Another 110 rangers from all the conservation areas underwent a one month training in basic wildlife management at the Uganda Wildlife Training Institute (UWTI)in Katwe, graduating on 21st February,2015.This brings the number of those trained since last year to 540 after 430 trained last year .

Speaking at the pass out ceremony on Saturday, the chief guest and commissioner for wildlife in the Ministry of Tourism, Wildlife and Antiquities, Mr. James Lutalo observed that the trainees had demonstrated a lot of interest in real issues affecting conservation including the negative impact of the alien invasive species, benefit sharing with the communities, and more need for research. He also challenged the staff whose skills had been enhanced, to scale up the fight against poaching and illegal trade in wildlife by avoiding to be part of it.
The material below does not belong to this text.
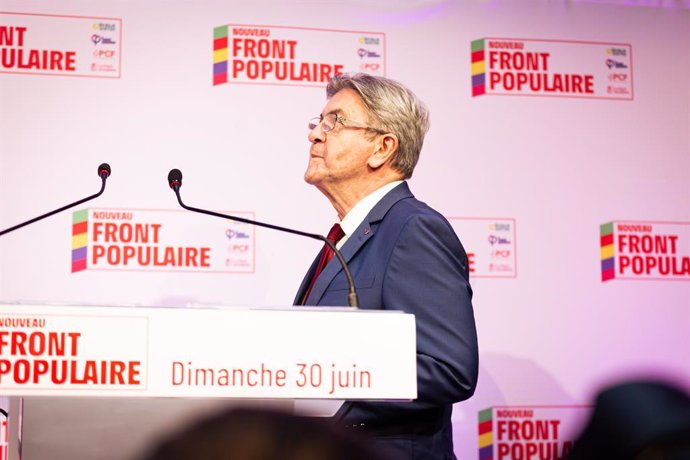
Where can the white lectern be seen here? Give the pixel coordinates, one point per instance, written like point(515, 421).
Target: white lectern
point(121, 375)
The chairman supervisory committee for UWTI, Dr. Chris Bakuneeta, urged the UWA staff to combine conservation with culture in disseminating conservation education messages. He also urged the management of UWA to effectively implement the new Revenue sharing guidelines to ensure that the targeted groups benefit not the accounting officers who handle the money. He remarked that middle level staff and not only rangers should go for training in basic wildlife management in order to further appreciate the sector.

Mr. Nelson Guma who represented the UWA Executive Director said the organization had a deliberate strategy and program to continuously build the capacity of her staff to improve their performance in contributing to the UWA vision.

Mr. Guma said the issue of healthy ecosystems was critical for the organization. ”We need to manage the ecosystem better based on research in order to support wildlife,” he stressed.
The Conservation Area Manager also emphasized the need to mitigate the escalating human-wildlife conflict caused by stray animals which raid community crops causing food insecurity and resultant poverty, and at times human injury and death.

On tourism and financial sustainability, Mr. Guma said elephants are the most sought after animals by tourists and the rampant trade in ivory has to be stopped if we are to continue receiving good visitor numbers.

He also promised that the organization has plans to take staff for advanced training at the African Wildlife College and other tertiary institutions.
All the trainees passed with the best four named as Melvin Kaheeru(BMCA),Michael Kyotaite(KVCA),James Nyakaana (BMCA) and Simon Muhindo from KVCA.